AI Article Synopsis

  • The study aimed to explore how factors like HBV DNA levels, genotypes, and specific mutations affect the development of hepatocellular carcinoma (HCC) in males from Qidong, China.
  • Researchers evaluated health data from 2,387 HBV-positive males over ten years, comparing 196 patients who developed HCC to 323 controls.
  • Findings revealed that high HBV DNA levels, specific mutations, and elevated alpha-fetoprotein (AFP) levels were significant risk factors for developing HCC, with a combination of mutations posing an even greater risk.

Article Abstract

Aim:   To investigate the roles of biomedical factors, hepatitis B virus (HBV) DNA levels, genotypes, and specific viral mutation patterns on the progression of hepatocellular carcinoma (HCC) in Qidong, China.

Methods:   A total of 2387 males (aged 20-65 years) who were seropositive for the hepatitis B surface antigen (HBsAg), but had not been diagnosed with HCC, were recruited to a community-based HCC screening study from August, 1996. Evaluation of virological parameters at recruitment was determined for 196 HCC patients during 10 years of follow-up and 323 controls.

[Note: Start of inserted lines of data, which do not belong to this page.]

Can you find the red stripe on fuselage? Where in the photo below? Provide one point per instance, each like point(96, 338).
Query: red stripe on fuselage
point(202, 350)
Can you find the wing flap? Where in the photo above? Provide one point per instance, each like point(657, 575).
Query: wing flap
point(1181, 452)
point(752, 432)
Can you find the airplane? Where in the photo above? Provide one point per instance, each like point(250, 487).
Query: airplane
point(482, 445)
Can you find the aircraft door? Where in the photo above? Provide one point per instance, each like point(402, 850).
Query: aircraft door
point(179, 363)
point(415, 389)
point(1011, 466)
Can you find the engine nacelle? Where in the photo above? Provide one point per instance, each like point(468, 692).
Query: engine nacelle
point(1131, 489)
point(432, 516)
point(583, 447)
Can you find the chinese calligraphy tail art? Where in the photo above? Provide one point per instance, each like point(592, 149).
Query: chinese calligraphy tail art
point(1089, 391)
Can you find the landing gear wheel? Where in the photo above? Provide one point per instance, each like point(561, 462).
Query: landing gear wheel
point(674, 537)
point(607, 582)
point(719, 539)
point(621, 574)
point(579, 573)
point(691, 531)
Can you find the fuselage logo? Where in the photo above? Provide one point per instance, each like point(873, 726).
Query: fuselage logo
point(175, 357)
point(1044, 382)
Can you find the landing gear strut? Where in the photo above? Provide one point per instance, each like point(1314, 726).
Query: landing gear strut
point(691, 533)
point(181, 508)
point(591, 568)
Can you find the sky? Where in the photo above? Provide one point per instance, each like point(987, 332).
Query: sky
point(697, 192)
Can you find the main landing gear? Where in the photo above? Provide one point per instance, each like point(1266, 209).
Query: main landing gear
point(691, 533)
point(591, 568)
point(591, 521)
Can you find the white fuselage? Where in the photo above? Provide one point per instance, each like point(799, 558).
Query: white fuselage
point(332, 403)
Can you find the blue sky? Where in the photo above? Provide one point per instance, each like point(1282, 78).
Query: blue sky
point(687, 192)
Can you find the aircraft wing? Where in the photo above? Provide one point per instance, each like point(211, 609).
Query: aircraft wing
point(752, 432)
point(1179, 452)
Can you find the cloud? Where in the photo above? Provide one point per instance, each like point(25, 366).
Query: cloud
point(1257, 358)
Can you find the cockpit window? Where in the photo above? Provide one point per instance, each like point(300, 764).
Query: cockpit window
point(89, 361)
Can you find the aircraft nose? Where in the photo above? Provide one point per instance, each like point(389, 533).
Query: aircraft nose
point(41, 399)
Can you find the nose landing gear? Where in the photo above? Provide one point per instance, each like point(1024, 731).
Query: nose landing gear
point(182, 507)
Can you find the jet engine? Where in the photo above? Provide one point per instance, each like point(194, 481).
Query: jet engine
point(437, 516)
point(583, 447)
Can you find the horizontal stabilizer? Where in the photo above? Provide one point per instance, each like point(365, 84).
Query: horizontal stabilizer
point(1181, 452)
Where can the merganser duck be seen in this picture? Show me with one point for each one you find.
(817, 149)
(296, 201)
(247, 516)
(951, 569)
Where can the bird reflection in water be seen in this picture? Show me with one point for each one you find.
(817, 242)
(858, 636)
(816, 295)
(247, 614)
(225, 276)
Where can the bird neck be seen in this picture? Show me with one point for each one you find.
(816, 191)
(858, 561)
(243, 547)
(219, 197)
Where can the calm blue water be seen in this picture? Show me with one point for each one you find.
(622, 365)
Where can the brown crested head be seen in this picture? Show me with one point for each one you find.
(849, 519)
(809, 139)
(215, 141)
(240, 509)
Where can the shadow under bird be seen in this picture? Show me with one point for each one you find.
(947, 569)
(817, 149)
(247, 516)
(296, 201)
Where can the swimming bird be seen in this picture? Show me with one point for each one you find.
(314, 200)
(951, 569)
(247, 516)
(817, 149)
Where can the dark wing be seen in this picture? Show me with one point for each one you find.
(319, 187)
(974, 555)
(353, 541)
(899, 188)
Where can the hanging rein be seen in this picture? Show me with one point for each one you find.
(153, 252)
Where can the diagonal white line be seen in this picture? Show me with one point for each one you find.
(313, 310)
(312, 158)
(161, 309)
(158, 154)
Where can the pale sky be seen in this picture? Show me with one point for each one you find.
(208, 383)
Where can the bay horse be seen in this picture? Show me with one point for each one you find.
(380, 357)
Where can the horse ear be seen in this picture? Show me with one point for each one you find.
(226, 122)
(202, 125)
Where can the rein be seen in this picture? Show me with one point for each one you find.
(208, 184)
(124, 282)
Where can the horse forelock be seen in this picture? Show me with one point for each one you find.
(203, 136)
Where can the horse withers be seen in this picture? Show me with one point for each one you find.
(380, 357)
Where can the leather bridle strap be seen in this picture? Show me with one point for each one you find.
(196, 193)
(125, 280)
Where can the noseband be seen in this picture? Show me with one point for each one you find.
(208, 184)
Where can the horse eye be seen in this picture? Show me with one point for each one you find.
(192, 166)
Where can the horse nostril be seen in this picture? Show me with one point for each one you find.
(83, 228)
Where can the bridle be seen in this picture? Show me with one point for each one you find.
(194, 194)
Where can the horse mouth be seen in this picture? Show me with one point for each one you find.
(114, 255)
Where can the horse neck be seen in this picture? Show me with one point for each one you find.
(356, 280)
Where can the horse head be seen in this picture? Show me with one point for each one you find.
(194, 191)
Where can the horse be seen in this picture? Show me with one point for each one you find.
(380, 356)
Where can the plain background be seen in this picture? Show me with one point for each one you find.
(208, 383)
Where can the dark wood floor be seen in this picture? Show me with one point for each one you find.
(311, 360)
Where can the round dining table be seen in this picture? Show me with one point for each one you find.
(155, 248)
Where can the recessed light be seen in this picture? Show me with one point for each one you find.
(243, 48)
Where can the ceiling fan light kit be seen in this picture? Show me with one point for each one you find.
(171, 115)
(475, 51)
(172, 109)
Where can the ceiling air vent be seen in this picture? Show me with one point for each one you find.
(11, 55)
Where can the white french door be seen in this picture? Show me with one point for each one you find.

Results:   After adjustment for age at recruitment, history of cigarette smoking and alcohol consumption, alanine aminotransferase (ALT) elevation, alpha-fetoprotein (AFP) levels >20 ng/mL, hepatitis B e antigen positive, HBV DNA levels ≥4.00 log(10) copies/mL, pre-S deletion, T1653 mutation, T1762/A1764 double mutations, and T1766 and/or A1768 mutations were associated with subsequent risk of HCC. A significant biological gradient of HCC risk by HBV DNA levels from less than 2.69 log(10) copies/mL to 6.00 log(10) copies/mL or greater was observed. HBV with a complex mutation combination pattern (pre-S deletion, T1762/A1764 double mutations, and T1766 and/or A1768 mutations) rather than a single mutation was associated with the development of HCC. The longitudinal observation demonstrated a gradual combination of pre-S deletion, T1762/A1764 double mutations, and T1766 and/or A1768 mutations during the development of HCC.

Conclusions:   AFP levels >20 ng/mL, high HBV DNA levels, pre-S deletion, and T1762/A1764 double mutations at recruitment were independent risk factors of HCC. Combination of pre-S deletion and core promoter mutations increased the risk of HCC.